Page 1 of 1

Adding data to an existing xlsx file

PostPosted: Sat Nov 26, 2011 7:10 am
by benpoole
Hi all

This is driving me crazy, so I'd appreciate some guidance. Briefly, I am loading in a pre-existing Excel 2007 file, and looking to add some data in a couple of worksheets: just basic content row-by-row. The file I load contains things like sharedStrings and styles, and that's where I'm coming un-stuck, in terms of adding content.

Every approach I've tried so far results in a crippled file that has to be repaired by Excel as it's opened. This repair involves the wholesale removal of any data I tried to add, plus a report that the styles file had mismatched tags (e.g. "ns2:ext" at the start, but "ns7:ext" at the end), so I'm on a loser.
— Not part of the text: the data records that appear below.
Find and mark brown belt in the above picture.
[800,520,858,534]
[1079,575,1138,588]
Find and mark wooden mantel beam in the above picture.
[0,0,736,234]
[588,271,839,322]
For example, if I understand things correctly, in order to write a string value to a cell, I need to do something like this (pseudo-ish code obviously!):

Code: Select all
Cell myCell = Context.getsmlObjectFactory().createCell();
myCell.setV(CELL VALUE INDEX FROM SHAREDSTRINGS);
myCell.setT(STCellType.S); // Tells Excel it's a shared string
myCell.setR(CELL REFERENCE); // cell's ref in worksheet (e.g. A3)
row.getC().add(myCell);


Is that right? And if so, what's a good approach to handling sharedstrings and pushing IDs to and from them? It's that bit that confuses me...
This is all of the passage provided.